По ее лицу уже катятся слезы. Ему невыносимо смотреть на ее страдания. Она плачет совсем тихо и бесшумно и не вытирает слез. Ее всегда гордо поднятый нос опустился вниз и также совсем расквасился; она даже не делает попытки вытереть слезы обратной стороной ладони. Роберт не смеет даже протянуть ей свой носовой платок.
— Я вела себя агрессивно и недопустимо грубо. Как последняя дура. Я привыкла лгать всегда и всем. Ему я выложила всю правду о себе… Мне надо было держать язык за зубами.
— Какую правду?
Она отрицательно качает головой.
— Ты никогда не узнаешь. Пожалуйста, оставь меня одну. И не бойся: окна закрыты наглухо.
Роберт дважды уходил на заседания, чтобы бегом подняться к ней в номер.
— Съешь хоть что-нибудь. Хочешь, я закажу фрукты?
— Нет. Спасибо, — говорит она.
Что он знает о ней? Ему хочется разгадать тайну этой растрепанной, залитой слезами женщины. Ему известно о ней только то, что она дерзкая, капризная, нетерпимая к проявлению чужой слабости. И что она «подает большие надежды», как говорят в добропорядочных семьях. Невероятно большие надежды. Он знает, как она занимается любовью; он также знает, с каким высокомерным видом она тотчас вскакивает с постели и бежит в ванную комнату. Возможно, чтобы досадить ему.
Он знает ее тело наизусть. С большим трудом он почти научился предвидеть ее реакцию. Однако до сих пор он не может найти истинную причину ее столь поспешного замужества.

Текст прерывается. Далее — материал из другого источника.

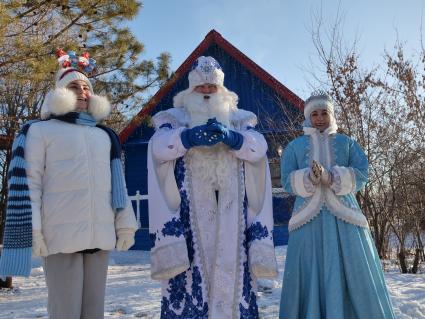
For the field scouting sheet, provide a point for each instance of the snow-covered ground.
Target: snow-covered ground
(131, 293)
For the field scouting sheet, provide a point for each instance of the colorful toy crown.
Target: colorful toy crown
(82, 63)
(319, 95)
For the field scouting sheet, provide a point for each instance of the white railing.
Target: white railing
(138, 198)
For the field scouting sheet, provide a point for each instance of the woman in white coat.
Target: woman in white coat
(78, 201)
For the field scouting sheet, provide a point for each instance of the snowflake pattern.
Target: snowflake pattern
(173, 228)
(185, 298)
(182, 303)
(257, 231)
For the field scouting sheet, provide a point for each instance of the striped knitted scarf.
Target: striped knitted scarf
(17, 242)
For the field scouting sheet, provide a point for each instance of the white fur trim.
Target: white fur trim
(58, 102)
(69, 77)
(240, 119)
(297, 183)
(345, 178)
(178, 100)
(262, 260)
(206, 71)
(169, 261)
(99, 107)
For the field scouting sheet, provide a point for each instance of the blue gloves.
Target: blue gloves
(210, 134)
(199, 136)
(231, 138)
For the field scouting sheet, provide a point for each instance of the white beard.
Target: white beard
(201, 109)
(213, 165)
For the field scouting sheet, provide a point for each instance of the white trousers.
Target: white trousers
(76, 285)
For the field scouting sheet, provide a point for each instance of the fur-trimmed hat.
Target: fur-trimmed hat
(206, 70)
(62, 100)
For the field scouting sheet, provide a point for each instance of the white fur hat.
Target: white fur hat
(67, 75)
(206, 70)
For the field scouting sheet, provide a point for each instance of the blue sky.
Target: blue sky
(276, 34)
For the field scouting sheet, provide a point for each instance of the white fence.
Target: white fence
(138, 198)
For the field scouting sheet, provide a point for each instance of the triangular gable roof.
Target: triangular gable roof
(213, 37)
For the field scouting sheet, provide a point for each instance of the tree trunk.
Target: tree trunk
(416, 261)
(402, 260)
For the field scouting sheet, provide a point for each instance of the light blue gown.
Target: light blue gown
(332, 267)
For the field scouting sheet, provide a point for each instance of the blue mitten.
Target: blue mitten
(231, 138)
(200, 136)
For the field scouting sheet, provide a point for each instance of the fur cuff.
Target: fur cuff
(58, 102)
(99, 107)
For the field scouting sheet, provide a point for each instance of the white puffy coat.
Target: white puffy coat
(69, 177)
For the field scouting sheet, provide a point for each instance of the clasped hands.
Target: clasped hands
(210, 134)
(318, 174)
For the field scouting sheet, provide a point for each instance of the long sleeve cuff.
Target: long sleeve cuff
(170, 260)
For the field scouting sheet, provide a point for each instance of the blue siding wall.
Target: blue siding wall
(271, 110)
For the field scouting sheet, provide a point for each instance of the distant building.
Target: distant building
(259, 92)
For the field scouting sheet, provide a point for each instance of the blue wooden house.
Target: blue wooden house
(259, 92)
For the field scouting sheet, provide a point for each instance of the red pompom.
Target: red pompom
(60, 52)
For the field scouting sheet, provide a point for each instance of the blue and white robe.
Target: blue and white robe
(210, 244)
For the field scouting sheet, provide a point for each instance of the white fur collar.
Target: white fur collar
(62, 100)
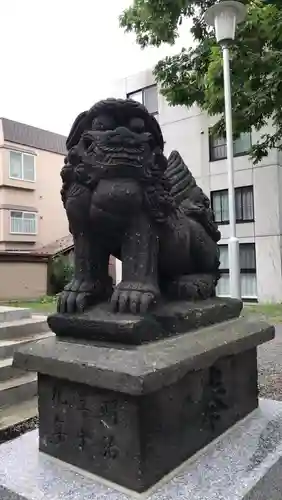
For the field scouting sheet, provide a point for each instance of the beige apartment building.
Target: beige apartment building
(258, 187)
(31, 211)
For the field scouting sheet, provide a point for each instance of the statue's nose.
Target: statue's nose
(122, 135)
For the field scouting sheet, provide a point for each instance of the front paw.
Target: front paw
(134, 297)
(78, 295)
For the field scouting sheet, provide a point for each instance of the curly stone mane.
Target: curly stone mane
(158, 199)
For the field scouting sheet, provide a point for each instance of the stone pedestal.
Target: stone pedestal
(131, 414)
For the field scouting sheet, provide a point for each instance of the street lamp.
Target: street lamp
(224, 16)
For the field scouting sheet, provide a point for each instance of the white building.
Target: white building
(258, 187)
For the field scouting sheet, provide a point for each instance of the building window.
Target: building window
(23, 222)
(248, 271)
(218, 147)
(244, 205)
(148, 97)
(22, 166)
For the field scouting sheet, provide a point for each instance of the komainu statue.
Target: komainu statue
(124, 198)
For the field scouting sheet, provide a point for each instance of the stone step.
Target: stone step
(7, 370)
(8, 347)
(18, 389)
(18, 413)
(23, 327)
(14, 313)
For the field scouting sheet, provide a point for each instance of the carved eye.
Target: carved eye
(137, 125)
(103, 122)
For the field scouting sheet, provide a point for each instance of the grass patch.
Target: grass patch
(44, 304)
(47, 305)
(270, 312)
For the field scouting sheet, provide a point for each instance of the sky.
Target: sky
(58, 57)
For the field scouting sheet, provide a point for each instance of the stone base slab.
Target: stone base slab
(243, 464)
(167, 319)
(131, 415)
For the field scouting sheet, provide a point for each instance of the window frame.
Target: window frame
(240, 190)
(236, 155)
(252, 271)
(22, 153)
(143, 89)
(24, 212)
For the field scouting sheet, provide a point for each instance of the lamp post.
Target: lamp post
(224, 16)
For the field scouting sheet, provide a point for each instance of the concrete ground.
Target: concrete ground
(270, 367)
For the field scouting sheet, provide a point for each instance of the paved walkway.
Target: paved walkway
(270, 367)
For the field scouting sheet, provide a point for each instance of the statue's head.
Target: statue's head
(121, 138)
(116, 133)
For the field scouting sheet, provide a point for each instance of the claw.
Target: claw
(77, 296)
(127, 299)
(134, 302)
(145, 302)
(123, 299)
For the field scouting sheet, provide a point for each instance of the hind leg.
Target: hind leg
(192, 273)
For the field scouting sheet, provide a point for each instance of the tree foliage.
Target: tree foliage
(195, 75)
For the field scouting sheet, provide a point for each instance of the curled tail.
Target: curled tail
(189, 196)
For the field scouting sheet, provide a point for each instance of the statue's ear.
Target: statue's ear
(77, 129)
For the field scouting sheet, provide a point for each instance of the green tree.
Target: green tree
(195, 75)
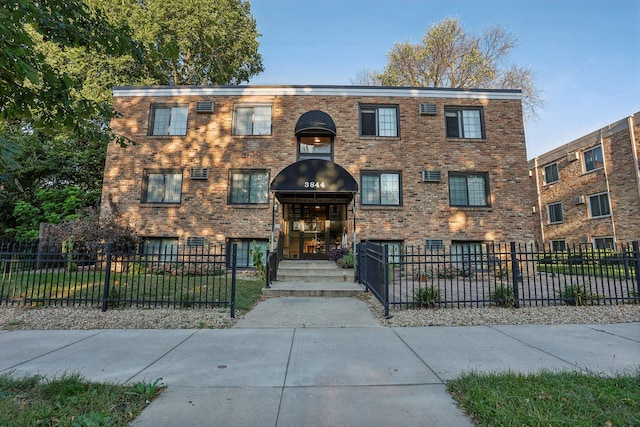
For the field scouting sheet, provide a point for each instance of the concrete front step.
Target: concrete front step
(312, 289)
(313, 271)
(313, 279)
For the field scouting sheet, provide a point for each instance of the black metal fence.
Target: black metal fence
(510, 275)
(105, 276)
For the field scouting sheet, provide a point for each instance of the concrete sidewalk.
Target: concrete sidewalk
(320, 376)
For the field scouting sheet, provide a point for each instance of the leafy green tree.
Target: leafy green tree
(192, 42)
(31, 89)
(59, 62)
(448, 56)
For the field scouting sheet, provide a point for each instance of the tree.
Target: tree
(449, 57)
(31, 89)
(194, 42)
(59, 62)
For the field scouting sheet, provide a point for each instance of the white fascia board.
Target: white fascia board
(352, 91)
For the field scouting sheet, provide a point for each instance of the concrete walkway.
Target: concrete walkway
(281, 366)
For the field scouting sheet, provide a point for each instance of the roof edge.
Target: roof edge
(313, 90)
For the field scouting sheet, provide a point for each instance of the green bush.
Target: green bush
(346, 261)
(503, 296)
(577, 295)
(426, 297)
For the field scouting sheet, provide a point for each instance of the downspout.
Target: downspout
(634, 150)
(539, 201)
(606, 178)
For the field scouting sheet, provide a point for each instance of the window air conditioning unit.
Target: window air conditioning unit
(573, 156)
(434, 244)
(199, 173)
(431, 176)
(195, 241)
(204, 107)
(428, 109)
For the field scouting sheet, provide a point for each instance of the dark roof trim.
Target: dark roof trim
(352, 91)
(314, 122)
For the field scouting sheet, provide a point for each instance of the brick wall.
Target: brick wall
(422, 145)
(619, 178)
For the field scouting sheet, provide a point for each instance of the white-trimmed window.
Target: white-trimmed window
(379, 120)
(607, 242)
(252, 120)
(249, 186)
(315, 147)
(550, 173)
(168, 120)
(468, 189)
(244, 257)
(599, 205)
(464, 122)
(160, 249)
(555, 213)
(162, 186)
(381, 188)
(593, 159)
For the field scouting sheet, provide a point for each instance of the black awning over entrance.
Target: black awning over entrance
(316, 122)
(314, 179)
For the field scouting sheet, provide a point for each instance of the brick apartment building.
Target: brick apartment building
(588, 191)
(323, 165)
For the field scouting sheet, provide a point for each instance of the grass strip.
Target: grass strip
(549, 399)
(69, 400)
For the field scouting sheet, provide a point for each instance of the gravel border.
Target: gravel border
(15, 318)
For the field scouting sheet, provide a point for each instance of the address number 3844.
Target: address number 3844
(313, 184)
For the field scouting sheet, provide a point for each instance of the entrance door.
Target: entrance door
(313, 231)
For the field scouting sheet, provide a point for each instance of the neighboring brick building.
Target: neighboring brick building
(589, 189)
(437, 166)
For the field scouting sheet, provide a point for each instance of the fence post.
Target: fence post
(234, 253)
(515, 275)
(636, 265)
(385, 281)
(267, 284)
(107, 277)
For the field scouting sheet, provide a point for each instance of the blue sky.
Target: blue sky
(584, 53)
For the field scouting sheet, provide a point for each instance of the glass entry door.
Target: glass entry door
(313, 231)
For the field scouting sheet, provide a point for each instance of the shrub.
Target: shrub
(503, 296)
(346, 261)
(257, 258)
(577, 295)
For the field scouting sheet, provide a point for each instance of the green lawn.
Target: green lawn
(549, 399)
(71, 401)
(125, 289)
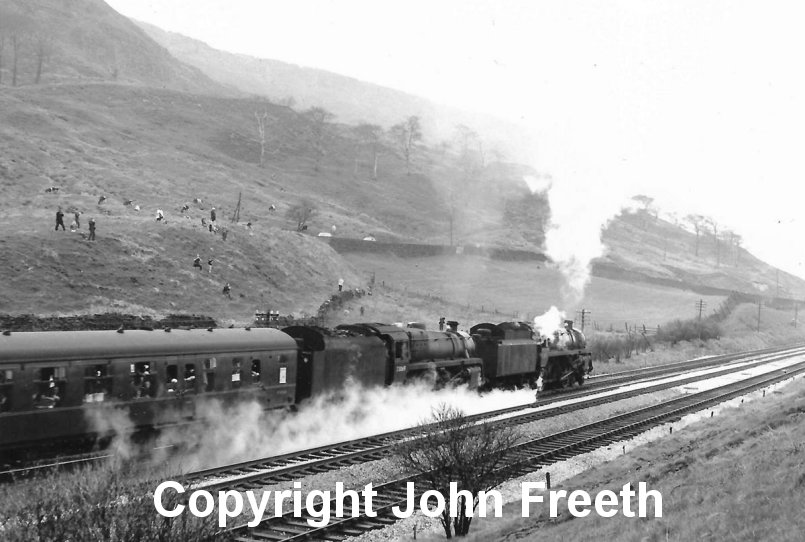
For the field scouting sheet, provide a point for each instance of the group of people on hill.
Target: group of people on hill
(160, 217)
(75, 225)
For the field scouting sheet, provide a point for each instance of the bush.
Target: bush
(687, 330)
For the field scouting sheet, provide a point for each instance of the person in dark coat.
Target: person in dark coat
(59, 220)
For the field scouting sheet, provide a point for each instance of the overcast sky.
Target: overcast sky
(696, 103)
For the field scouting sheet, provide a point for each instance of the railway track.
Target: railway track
(359, 450)
(252, 475)
(524, 458)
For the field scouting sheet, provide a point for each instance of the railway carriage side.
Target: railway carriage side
(58, 387)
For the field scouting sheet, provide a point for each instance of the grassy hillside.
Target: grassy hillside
(139, 138)
(658, 248)
(84, 40)
(353, 101)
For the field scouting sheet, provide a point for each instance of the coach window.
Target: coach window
(6, 384)
(142, 381)
(256, 370)
(236, 372)
(50, 386)
(97, 383)
(209, 374)
(171, 379)
(190, 377)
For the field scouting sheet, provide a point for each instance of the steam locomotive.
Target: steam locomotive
(62, 386)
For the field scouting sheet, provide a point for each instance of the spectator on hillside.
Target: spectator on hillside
(59, 219)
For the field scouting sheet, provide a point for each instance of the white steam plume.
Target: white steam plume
(550, 322)
(245, 431)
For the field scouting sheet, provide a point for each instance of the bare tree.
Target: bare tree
(369, 135)
(454, 449)
(2, 47)
(301, 213)
(407, 135)
(16, 44)
(13, 28)
(318, 118)
(736, 240)
(714, 226)
(44, 48)
(697, 222)
(261, 132)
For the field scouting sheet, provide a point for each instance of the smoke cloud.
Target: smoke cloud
(244, 431)
(551, 321)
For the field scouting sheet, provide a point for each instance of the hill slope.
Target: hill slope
(86, 40)
(353, 101)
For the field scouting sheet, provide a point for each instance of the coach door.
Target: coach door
(304, 372)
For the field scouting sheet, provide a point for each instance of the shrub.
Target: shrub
(687, 330)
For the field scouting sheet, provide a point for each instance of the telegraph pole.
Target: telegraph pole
(700, 305)
(583, 313)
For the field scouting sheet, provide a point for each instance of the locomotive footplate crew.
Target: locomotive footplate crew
(50, 379)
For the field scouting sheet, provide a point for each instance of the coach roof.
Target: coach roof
(85, 345)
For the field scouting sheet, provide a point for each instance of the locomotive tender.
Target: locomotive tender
(62, 386)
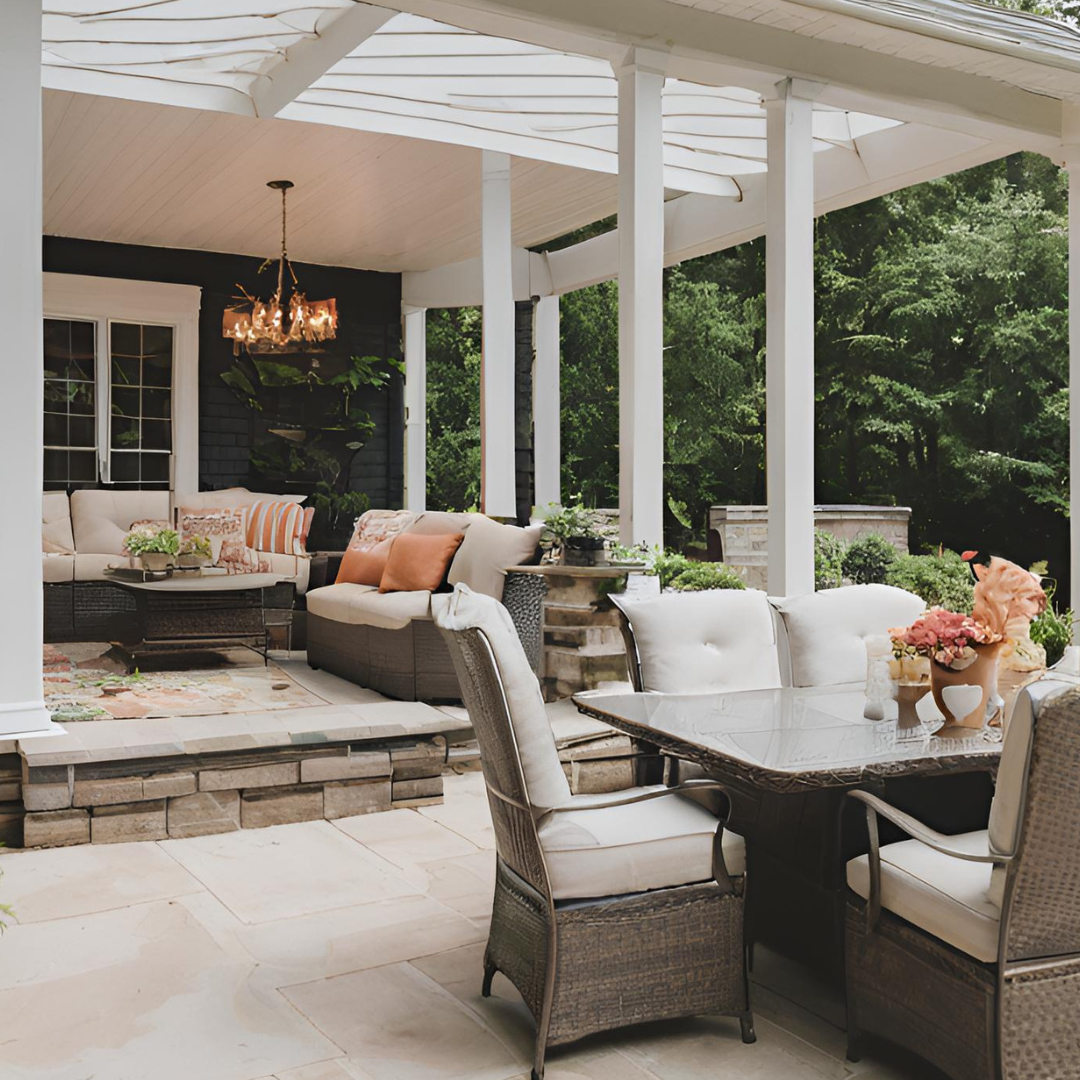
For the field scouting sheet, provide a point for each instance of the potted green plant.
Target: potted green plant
(571, 530)
(196, 551)
(154, 548)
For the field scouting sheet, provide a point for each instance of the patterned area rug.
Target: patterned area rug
(85, 682)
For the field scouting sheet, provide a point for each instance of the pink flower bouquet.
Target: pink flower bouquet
(946, 637)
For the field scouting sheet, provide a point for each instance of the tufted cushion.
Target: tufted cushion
(827, 631)
(487, 550)
(945, 896)
(703, 643)
(609, 851)
(100, 518)
(463, 609)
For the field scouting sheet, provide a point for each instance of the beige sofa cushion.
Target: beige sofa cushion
(705, 643)
(463, 609)
(56, 523)
(945, 896)
(827, 631)
(609, 851)
(487, 550)
(100, 518)
(365, 606)
(56, 569)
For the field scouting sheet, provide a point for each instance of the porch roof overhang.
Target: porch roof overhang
(379, 116)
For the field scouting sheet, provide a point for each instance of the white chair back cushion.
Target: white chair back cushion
(463, 609)
(827, 631)
(704, 643)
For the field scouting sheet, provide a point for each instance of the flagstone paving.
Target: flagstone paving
(329, 950)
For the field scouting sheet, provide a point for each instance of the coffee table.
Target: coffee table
(204, 612)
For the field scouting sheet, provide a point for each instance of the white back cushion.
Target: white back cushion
(703, 643)
(100, 518)
(827, 631)
(463, 609)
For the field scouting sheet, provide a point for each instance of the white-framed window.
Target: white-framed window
(121, 394)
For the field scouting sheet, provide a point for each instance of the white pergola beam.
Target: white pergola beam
(547, 404)
(22, 700)
(310, 59)
(498, 493)
(415, 333)
(640, 299)
(790, 326)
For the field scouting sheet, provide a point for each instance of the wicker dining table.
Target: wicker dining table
(788, 757)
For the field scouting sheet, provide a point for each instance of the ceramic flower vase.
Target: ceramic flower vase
(962, 696)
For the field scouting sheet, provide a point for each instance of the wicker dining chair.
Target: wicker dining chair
(967, 948)
(593, 962)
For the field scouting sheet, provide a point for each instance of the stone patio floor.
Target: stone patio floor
(343, 950)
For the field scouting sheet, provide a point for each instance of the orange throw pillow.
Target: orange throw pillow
(364, 566)
(418, 562)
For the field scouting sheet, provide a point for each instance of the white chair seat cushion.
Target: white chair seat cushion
(705, 643)
(611, 851)
(365, 606)
(827, 630)
(945, 896)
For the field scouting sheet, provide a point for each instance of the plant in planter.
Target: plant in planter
(572, 531)
(156, 548)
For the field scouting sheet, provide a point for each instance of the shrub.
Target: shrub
(942, 580)
(867, 559)
(698, 577)
(827, 561)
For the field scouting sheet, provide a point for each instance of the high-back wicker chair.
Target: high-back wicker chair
(991, 988)
(597, 962)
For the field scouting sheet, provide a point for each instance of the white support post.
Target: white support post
(547, 404)
(22, 702)
(640, 299)
(498, 493)
(415, 331)
(790, 387)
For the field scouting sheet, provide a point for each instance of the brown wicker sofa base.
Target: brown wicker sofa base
(919, 993)
(619, 961)
(412, 663)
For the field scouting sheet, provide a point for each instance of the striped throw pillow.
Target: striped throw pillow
(277, 527)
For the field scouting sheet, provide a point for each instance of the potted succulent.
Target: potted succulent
(153, 547)
(196, 551)
(571, 530)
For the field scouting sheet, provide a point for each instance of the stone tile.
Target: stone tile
(289, 871)
(356, 766)
(353, 939)
(256, 775)
(406, 838)
(396, 1024)
(203, 813)
(56, 885)
(140, 993)
(56, 828)
(349, 797)
(127, 822)
(280, 806)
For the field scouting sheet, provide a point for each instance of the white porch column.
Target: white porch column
(790, 422)
(640, 299)
(22, 704)
(547, 404)
(415, 331)
(498, 494)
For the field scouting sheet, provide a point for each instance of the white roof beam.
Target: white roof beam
(311, 58)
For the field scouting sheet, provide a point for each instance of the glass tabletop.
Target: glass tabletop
(807, 734)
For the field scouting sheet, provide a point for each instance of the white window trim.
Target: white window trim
(119, 299)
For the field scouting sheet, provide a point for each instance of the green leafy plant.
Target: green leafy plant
(827, 561)
(942, 580)
(703, 576)
(148, 540)
(867, 559)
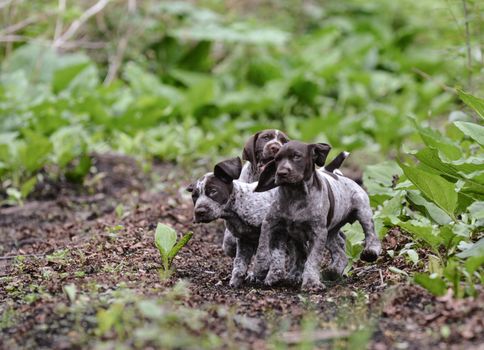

Со вчерашнего вечера он делает удивительное для себя открытие. Оказывается, что она способна по-настоящему страдать. Он не знает, какое влияние окажет на их будущую совместную жизнь ее мимолетное увлечение. Он обещал дать Анук свободу, но зачем ей эта свобода, если другой растворился в тумане?
«Должно быть, он воспользовался ее неопытностью и беззащитностью», — думает Роберт. Он приносит из ванной комнаты наполовину смоченное водой полотенце.
— Чтобы освежить немного твое лицо.
Анук снова ложится на неубранную постель. Она закуривает. Она выпускает колечки дыма, похожие на маленьких рыбок, едва шевелящих плавниками.
— Откуда явился этот тип?
Она пожимает плечами.
— Ты могла бы ответить.
Она поворачивает голову в сторону окна. Трудно содержать в чистоте такие широкие окна, когда существует нехватка рабочей силы. Мойщики окон в небоскребах, как правило, индейцы. Говорят, что у них не кружится от высоты голова.